In February, five brave women mounted a picket on the Davenport Hotel on Lower Merrion Street, Dublin. They were doing so in response to the decision made by the O’Callaghan Hotel Group to cut their already low wages from €8.65 to €7.80 per hour. The company decided to implement this wage cut on the back of the outgoing government’s decision to allow a €1 per hour cut in the minimum wage.
Around 40, mainly migrant, workers agreed to sign new contracts following severe pressure from hotel management, threatening them with removal from the work roster, but these five women refused to take the wage cut on the basis that they could not afford to take a cut in their already abysmally low pay rate. Following their decision, they were immediately removed from the work roster.
The women went on strike and placed a picket, where the women faced an injunction limiting the number of picketers to a maximum of six at a time and litter wardens forcing them to remove posters attached to lamp posts outside the hotel. the Labour Court hearing, the company claimed the pay cuts were necessary to sustain jobs, but significantly they did not plead inability to pay. The company would also not provide any trading or financial information to substantiate its claim that the cuts were needed.
The O’Callaghan Hotel Group were heavily criticised for not providing a copy of the new contracts in English or the worker’s own language, and for not offering a translation service. Basically, these women were expected to sign contracts they did not understand under duress from management.

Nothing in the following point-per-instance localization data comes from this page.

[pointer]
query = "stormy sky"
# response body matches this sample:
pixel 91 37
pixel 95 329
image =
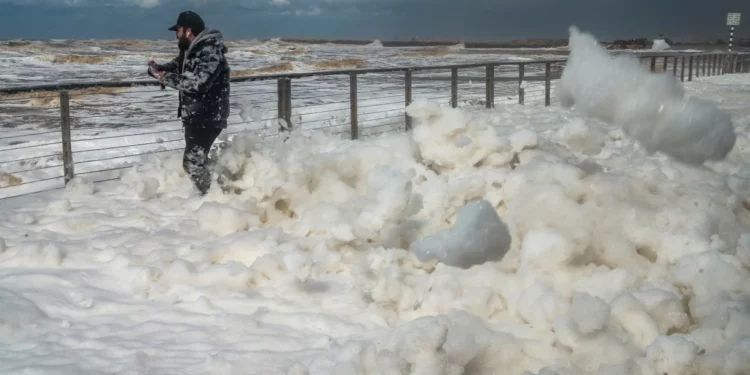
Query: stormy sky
pixel 370 19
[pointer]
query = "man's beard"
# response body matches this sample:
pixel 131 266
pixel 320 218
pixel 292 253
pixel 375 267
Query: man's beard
pixel 183 43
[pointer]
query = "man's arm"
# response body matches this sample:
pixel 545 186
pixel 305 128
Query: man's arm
pixel 207 63
pixel 170 67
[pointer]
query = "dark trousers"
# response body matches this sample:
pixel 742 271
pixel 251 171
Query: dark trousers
pixel 198 141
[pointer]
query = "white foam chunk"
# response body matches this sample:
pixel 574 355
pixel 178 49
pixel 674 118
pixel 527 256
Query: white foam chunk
pixel 652 108
pixel 660 45
pixel 478 236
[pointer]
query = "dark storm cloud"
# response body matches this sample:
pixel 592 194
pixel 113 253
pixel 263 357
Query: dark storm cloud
pixel 384 19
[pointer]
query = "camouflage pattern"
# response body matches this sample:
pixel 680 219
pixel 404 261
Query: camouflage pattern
pixel 202 78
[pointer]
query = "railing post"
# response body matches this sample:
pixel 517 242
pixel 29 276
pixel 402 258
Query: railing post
pixel 68 166
pixel 407 96
pixel 713 65
pixel 682 69
pixel 353 105
pixel 547 83
pixel 704 59
pixel 697 66
pixel 454 87
pixel 521 71
pixel 489 86
pixel 284 93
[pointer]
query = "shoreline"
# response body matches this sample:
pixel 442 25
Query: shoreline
pixel 552 45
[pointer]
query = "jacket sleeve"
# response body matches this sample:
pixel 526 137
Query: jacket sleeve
pixel 170 67
pixel 205 65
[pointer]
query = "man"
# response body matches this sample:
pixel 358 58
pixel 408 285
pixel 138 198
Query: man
pixel 201 74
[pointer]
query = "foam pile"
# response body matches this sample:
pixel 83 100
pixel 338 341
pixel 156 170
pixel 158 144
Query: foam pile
pixel 651 108
pixel 517 241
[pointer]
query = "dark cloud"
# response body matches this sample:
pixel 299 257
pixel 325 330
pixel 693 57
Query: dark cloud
pixel 384 19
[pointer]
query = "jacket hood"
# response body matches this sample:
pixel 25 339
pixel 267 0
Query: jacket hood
pixel 208 34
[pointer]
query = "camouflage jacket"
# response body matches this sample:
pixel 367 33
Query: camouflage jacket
pixel 202 77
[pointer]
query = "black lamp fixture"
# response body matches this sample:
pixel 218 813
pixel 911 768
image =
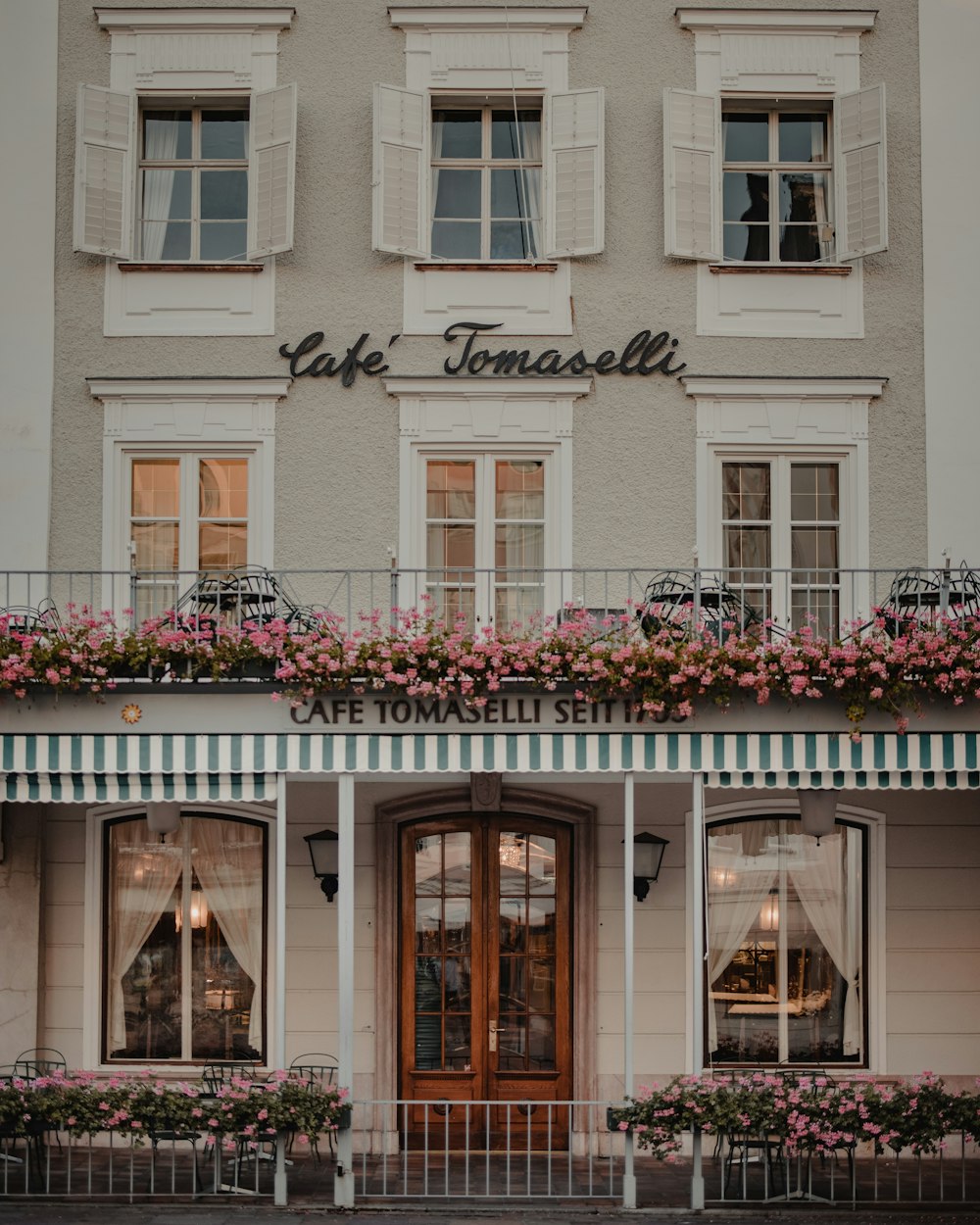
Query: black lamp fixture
pixel 648 854
pixel 323 848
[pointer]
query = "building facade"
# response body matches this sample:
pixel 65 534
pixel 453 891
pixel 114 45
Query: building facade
pixel 514 309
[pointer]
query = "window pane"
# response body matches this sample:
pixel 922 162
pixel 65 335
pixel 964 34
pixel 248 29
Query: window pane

The hotel was ordered to reinstate the striking workers immediately on their existing pay rate. They will also receive all monies lost as a result of the dispute.
This was a victory not only for these five women, but for all low paid workers. The courageous actions of these workers should be commended and serve to encourage other workers to take a stand to protect their wages and conditions from the onslaught of cuts being inflicted on low wage earners.